Friday, 7 March 2014

The article rumoured to have seen an indigenous magazine slated for closure

Does publication of the article below see NSW Aboriginal Land Council's Tracker Magazine closing under pressure from NSW Indigenous Affairs Minister Victor Dominello?

VOTE OF NO CONFIDENCE: How black Australia rejected Tony Abbott

Prime Minister Tony Abbott.
NATIONAL: Tony Abbott is the new ‘Prime Minister for Indigenous Affairs’. One problem: no-one bothered to ask Aboriginal people if they even wanted him. It turns out they didn’t, if the most in-depth analysis of Aboriginal voting intentions ever staged is anything to go by. CHRIS GRAHAM explains.
Somewhere in Wreck Bay – a tiny Aboriginal community on the NSW South Coast – a blackfella is hiding a deep, dark secret.
He or she voted Liberal at the recent federal election.
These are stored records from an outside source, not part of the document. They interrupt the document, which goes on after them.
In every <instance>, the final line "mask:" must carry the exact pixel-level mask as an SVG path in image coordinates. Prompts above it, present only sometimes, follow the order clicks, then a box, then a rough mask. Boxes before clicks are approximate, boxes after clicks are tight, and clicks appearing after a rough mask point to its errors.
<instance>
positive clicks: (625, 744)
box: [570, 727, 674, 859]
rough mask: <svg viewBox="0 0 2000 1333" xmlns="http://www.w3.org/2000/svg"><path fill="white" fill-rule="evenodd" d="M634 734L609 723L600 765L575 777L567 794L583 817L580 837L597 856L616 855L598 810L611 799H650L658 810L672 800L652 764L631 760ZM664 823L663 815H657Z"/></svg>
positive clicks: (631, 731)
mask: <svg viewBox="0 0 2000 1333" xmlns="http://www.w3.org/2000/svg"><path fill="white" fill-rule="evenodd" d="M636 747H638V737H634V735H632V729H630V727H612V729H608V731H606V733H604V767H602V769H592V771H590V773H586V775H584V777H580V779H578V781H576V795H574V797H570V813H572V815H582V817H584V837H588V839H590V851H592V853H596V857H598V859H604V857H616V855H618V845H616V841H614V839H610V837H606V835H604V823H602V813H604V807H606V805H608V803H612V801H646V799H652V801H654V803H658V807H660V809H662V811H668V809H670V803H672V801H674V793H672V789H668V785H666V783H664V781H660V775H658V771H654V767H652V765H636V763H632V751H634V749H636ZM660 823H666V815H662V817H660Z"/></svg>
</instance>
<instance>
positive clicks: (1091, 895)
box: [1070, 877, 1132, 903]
I’m not kidding.
Wreck Bay is in the bellwether seat of Eden-Monaro, an electorate which, since 1972, has always fallen to whichever party forms government.
2013 was no exception – it was held by Labor’s Mike Kelly, a rising star in the ALP, but by the end of counting had fallen to the Coalition’s Peter Hendy, a virtual unknown.
Hendy certainly doesn’t have the Wreck Bay community to thank for his success.
An analysis of the results from the community reveals that of the 62 votes cast, all of them bar one were directed towards Labor.
That stunning statistic earns Wreck Bay the distinction of the highest anti-Coalition vote of any Aboriginal community in the nation, at 98 percent.
But Wreck Bay was by no means alone in its strong anti-Coalition stance. Tracker magazine analysed 23,515 votes from voting booths in 277 communities around the country.
We looked at communities which were ‘identifiably Aboriginal’ – towns with Aboriginal populations higher than 80 percent.
Wilcannia in the far west of NSW, for example, fits this profile. Other communities include Toomelah, Murrin Bridge and Wreck Bay in NSW, Woorabinda and Cherbourg in Queensland, and a host of discrete Aboriginal communities across the Northern Territory which have populations close to 100 percent Aboriginal.
The analysis reveals that all but seven of the 65 booths returned more than 50 percent against the Coalition.
Nationally, 64 percent of Aboriginal electors directed their vote – either before or after preferences – to the Labor Party. But even that figure is likely to be understated.
There’s no way to discern the black vote from booths in, for example, metropolitan Sydney, where anecdotally at least, the anti-Coalition vote is even higher.